O meio que encontrei para resolver a questão, de forma simples e efetiva, foi interpretar o papel do enfermo, que é leigo e, assim, usa termos do cotidiano. O linguajar do paciente é o mesmo dos alunos.
Ao final da atividade também lancei um desafio, agora para os participantes. Eles sabiam que a enferma possuía arterosclerose e o procedimento indicado era a cirurgia, pois o quadro já estava avançado. No entanto, a paciente se recusava a ser operada porque sua vizinha morrera da mesma forma. O dilema ético foi lançado: como seguir com o caso? Operar ou não?
A reação frente à provocação foi a melhor possível. Todos ficaram discutindo o que eles fariam diante de uma situação assim. Nesse momento, eles já tinham perdido totalmente o receio de expressar suas opiniões.
O mais importante foi perceber que os alunos entenderam o papel deles como médicos nessa simulação. Eles compreenderam o lado humano do paciente, a importância da empatia; e que essa iniciativa deve partir do profissional da saúde. Quando assumem o papel de uma equipe que busca a solução de um caso, além de treinarem os conceitos de física, química e biologia, eles treinam como aplicar questões complexas de cunho psicológico: como indagar o paciente, como lidar com a família do doente e ainda como tomar decisões éticas.
Ao longo do processo foi claro o interesse dos estudantes em procurar as soluções, em saberem como os órgãos funcionam, em insistirem em novas perguntar para levar a descoberta de resolução dos casos. Eles perderam o medo de errar e isso é essencial no processo de aprendizagem.
Inclusive, a discussão sobre operar ou não a paciente se postergou até depois do final da aula, mostrando que eles se sensibilizaram e se engajaram bastante com o tema.
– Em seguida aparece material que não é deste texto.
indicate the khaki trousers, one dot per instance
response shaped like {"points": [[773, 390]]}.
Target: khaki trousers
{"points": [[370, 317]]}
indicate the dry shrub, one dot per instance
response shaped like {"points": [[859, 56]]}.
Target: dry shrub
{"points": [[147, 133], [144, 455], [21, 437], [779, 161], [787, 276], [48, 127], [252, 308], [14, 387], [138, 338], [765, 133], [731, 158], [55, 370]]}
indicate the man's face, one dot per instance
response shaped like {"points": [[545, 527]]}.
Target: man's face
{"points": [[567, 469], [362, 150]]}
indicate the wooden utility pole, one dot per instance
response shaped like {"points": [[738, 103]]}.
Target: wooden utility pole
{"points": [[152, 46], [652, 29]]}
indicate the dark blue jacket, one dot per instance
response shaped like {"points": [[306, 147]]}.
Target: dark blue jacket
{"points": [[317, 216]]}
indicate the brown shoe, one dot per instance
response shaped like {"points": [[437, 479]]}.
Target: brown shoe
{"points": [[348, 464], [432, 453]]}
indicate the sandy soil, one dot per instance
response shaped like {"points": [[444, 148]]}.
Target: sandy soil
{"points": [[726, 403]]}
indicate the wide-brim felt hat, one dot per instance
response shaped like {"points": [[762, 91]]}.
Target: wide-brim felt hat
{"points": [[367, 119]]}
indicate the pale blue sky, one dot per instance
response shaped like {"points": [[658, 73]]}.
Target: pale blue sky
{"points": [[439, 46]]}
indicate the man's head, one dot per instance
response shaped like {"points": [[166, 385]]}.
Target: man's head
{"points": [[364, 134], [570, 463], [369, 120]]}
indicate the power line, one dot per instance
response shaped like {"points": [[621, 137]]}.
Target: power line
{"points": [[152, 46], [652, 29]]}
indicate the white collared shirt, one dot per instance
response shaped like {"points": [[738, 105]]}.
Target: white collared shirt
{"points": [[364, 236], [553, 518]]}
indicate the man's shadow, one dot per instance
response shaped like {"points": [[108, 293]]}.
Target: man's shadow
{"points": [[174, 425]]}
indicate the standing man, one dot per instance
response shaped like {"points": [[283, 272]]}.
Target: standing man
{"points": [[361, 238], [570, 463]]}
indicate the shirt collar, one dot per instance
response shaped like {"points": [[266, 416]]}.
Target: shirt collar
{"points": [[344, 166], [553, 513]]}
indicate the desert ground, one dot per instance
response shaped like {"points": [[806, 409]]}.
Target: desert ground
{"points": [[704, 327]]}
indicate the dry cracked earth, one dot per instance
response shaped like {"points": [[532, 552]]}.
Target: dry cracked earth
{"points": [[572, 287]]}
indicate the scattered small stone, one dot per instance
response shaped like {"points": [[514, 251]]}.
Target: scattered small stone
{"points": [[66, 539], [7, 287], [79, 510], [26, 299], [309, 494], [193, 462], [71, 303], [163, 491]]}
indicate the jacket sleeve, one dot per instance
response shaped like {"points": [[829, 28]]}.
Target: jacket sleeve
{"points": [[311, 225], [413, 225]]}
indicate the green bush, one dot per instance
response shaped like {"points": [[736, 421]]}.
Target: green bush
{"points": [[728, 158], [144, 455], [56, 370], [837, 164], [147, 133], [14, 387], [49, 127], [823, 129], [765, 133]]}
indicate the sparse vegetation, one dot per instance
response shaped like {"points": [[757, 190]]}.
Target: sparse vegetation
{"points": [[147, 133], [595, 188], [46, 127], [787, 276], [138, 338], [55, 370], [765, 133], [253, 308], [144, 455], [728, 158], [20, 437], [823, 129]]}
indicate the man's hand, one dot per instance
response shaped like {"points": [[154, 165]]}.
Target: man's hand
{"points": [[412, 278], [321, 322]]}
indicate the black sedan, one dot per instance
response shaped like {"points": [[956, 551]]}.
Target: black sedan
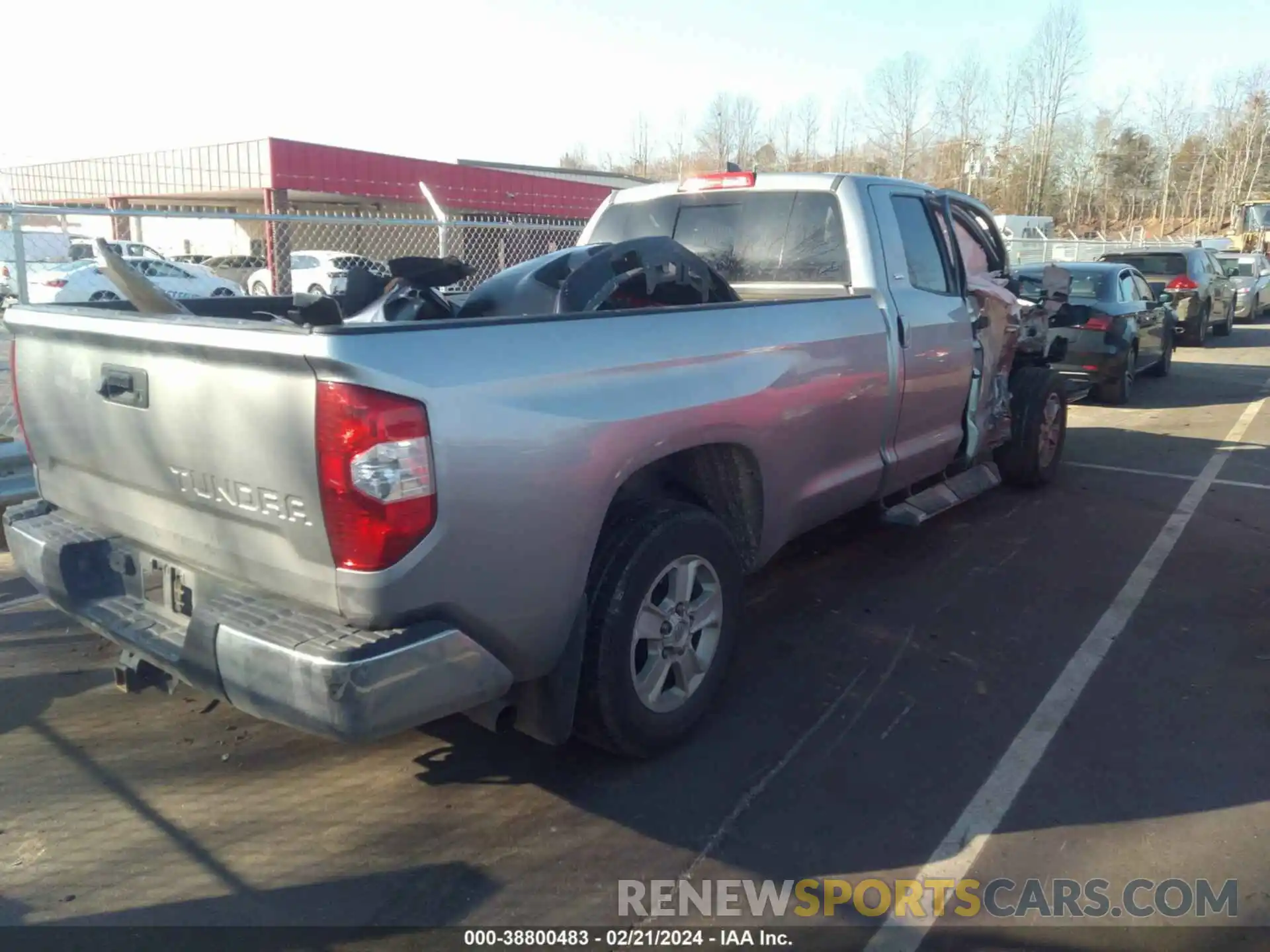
{"points": [[1114, 324]]}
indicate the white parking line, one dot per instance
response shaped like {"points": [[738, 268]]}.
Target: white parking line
{"points": [[956, 853], [1165, 475], [1130, 471], [21, 602]]}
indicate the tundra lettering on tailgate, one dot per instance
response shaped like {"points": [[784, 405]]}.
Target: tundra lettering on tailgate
{"points": [[241, 495]]}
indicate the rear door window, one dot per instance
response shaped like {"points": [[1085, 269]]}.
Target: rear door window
{"points": [[926, 266], [1166, 266], [752, 238]]}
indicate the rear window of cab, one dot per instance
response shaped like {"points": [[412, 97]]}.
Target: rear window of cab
{"points": [[748, 238]]}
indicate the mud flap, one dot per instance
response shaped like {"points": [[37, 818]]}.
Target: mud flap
{"points": [[134, 286], [545, 706], [944, 495]]}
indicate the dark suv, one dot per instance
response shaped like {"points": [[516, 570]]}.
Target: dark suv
{"points": [[1195, 285]]}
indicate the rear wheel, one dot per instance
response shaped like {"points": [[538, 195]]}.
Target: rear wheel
{"points": [[1195, 329], [1165, 364], [1038, 411], [1119, 390], [665, 600]]}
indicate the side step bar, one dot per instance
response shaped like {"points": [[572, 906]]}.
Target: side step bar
{"points": [[944, 495]]}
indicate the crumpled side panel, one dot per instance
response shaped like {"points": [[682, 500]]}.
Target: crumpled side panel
{"points": [[1001, 321]]}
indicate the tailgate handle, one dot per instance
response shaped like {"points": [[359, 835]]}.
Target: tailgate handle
{"points": [[125, 385]]}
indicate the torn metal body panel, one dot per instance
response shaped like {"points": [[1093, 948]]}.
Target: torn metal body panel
{"points": [[398, 506]]}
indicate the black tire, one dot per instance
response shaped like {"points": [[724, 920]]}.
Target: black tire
{"points": [[1121, 390], [634, 550], [1224, 328], [1165, 364], [1021, 461]]}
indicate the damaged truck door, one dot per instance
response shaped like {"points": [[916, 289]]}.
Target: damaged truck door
{"points": [[933, 324]]}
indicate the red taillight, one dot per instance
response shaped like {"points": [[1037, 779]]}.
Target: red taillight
{"points": [[718, 179], [375, 474], [13, 385]]}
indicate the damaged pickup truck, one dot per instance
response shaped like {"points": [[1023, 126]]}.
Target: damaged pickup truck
{"points": [[534, 504]]}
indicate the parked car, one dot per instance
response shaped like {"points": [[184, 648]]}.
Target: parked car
{"points": [[317, 272], [84, 249], [83, 281], [1113, 324], [1251, 277], [40, 249], [237, 268], [538, 522], [1203, 295]]}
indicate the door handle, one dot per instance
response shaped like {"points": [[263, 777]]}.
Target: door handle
{"points": [[125, 385]]}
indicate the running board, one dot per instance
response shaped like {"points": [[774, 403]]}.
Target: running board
{"points": [[944, 495]]}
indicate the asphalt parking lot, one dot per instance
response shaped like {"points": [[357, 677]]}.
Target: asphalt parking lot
{"points": [[884, 678]]}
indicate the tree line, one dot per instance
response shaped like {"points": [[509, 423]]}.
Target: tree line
{"points": [[1019, 138]]}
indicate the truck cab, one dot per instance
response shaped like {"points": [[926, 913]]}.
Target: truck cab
{"points": [[810, 237]]}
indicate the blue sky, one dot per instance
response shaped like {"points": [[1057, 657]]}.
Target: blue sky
{"points": [[521, 80]]}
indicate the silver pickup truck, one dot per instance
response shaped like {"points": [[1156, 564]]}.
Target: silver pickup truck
{"points": [[535, 507]]}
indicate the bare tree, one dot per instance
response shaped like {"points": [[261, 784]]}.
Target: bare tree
{"points": [[575, 158], [781, 134], [1056, 60], [898, 93], [1171, 116], [810, 130], [840, 131], [679, 143], [745, 124]]}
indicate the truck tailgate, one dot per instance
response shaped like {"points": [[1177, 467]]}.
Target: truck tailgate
{"points": [[190, 440]]}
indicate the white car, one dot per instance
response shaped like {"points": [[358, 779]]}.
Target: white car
{"points": [[77, 282], [317, 273]]}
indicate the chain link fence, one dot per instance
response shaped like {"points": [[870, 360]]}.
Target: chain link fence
{"points": [[252, 253]]}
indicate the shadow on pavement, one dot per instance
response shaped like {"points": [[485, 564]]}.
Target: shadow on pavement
{"points": [[30, 696]]}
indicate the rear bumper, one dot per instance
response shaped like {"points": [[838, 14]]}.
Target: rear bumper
{"points": [[266, 656]]}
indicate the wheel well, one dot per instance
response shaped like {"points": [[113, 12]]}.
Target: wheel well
{"points": [[722, 477]]}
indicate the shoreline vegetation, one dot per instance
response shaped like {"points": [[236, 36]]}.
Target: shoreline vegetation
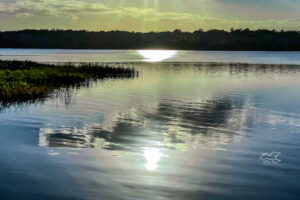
{"points": [[234, 40], [22, 81]]}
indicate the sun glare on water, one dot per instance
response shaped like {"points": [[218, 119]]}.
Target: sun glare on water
{"points": [[152, 156], [156, 55]]}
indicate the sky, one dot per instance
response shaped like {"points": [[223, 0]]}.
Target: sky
{"points": [[149, 15]]}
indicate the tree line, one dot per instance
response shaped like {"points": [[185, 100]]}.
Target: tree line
{"points": [[235, 39]]}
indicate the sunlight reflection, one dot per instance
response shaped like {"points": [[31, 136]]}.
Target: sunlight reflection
{"points": [[156, 55], [152, 156]]}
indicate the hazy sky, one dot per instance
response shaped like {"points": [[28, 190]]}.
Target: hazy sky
{"points": [[149, 15]]}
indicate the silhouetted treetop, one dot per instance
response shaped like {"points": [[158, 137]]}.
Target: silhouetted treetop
{"points": [[235, 39]]}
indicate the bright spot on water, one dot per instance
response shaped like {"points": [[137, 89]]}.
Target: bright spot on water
{"points": [[152, 156], [156, 55]]}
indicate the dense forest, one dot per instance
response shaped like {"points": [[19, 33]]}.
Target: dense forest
{"points": [[238, 39]]}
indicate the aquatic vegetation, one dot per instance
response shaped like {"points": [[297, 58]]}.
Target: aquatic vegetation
{"points": [[25, 80]]}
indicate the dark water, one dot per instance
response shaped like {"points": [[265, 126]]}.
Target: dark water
{"points": [[179, 131]]}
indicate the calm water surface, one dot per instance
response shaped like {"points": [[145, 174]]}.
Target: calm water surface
{"points": [[178, 131]]}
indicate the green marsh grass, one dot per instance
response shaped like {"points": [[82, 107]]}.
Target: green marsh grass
{"points": [[24, 80]]}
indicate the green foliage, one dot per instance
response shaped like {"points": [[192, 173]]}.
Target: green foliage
{"points": [[26, 80]]}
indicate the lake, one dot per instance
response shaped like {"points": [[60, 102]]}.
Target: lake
{"points": [[192, 125]]}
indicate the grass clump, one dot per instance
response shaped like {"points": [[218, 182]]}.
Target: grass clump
{"points": [[21, 80]]}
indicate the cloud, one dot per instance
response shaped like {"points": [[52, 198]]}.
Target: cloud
{"points": [[78, 14]]}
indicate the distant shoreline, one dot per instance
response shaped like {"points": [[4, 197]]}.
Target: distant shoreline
{"points": [[212, 40]]}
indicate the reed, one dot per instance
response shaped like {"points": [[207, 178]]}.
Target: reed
{"points": [[21, 80]]}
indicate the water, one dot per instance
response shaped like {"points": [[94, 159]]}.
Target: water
{"points": [[178, 131]]}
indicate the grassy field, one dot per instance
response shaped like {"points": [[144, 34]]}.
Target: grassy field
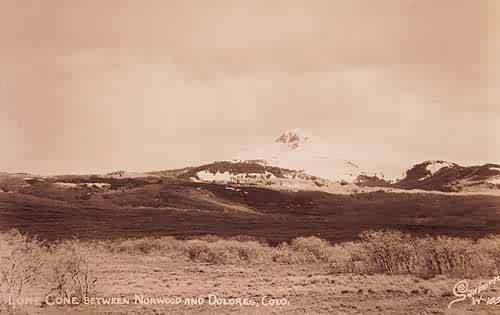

Além do mais, nosso encontro se deu em um sábado de manhã, reuniu cerca de vinte estudantes para uma disciplina extracurricular que é a única do colégio sem obrigatoriedade de presença ou formas de avaliação.
Sinto-me satisfeito em observar que os objetivos do projeto foram cumpridos. Os estudantes do Ensino Médio frequentam as aulas e aprofundam conceitos, impulsionam seu desempenho em outras disciplinas; são ativos na obtenção do conhecimento – conectado com o seu mundo de séries em formato de investigação.
Eles ainda compreenderam que não basta só o conhecimento teórico, a prática possui outras camadas de complexidade. O atendimento humano e cunhado em princípios éticos é um dever e responsabilidade na medicina e em qualquer carreira que porventura sigam durante suas vidas.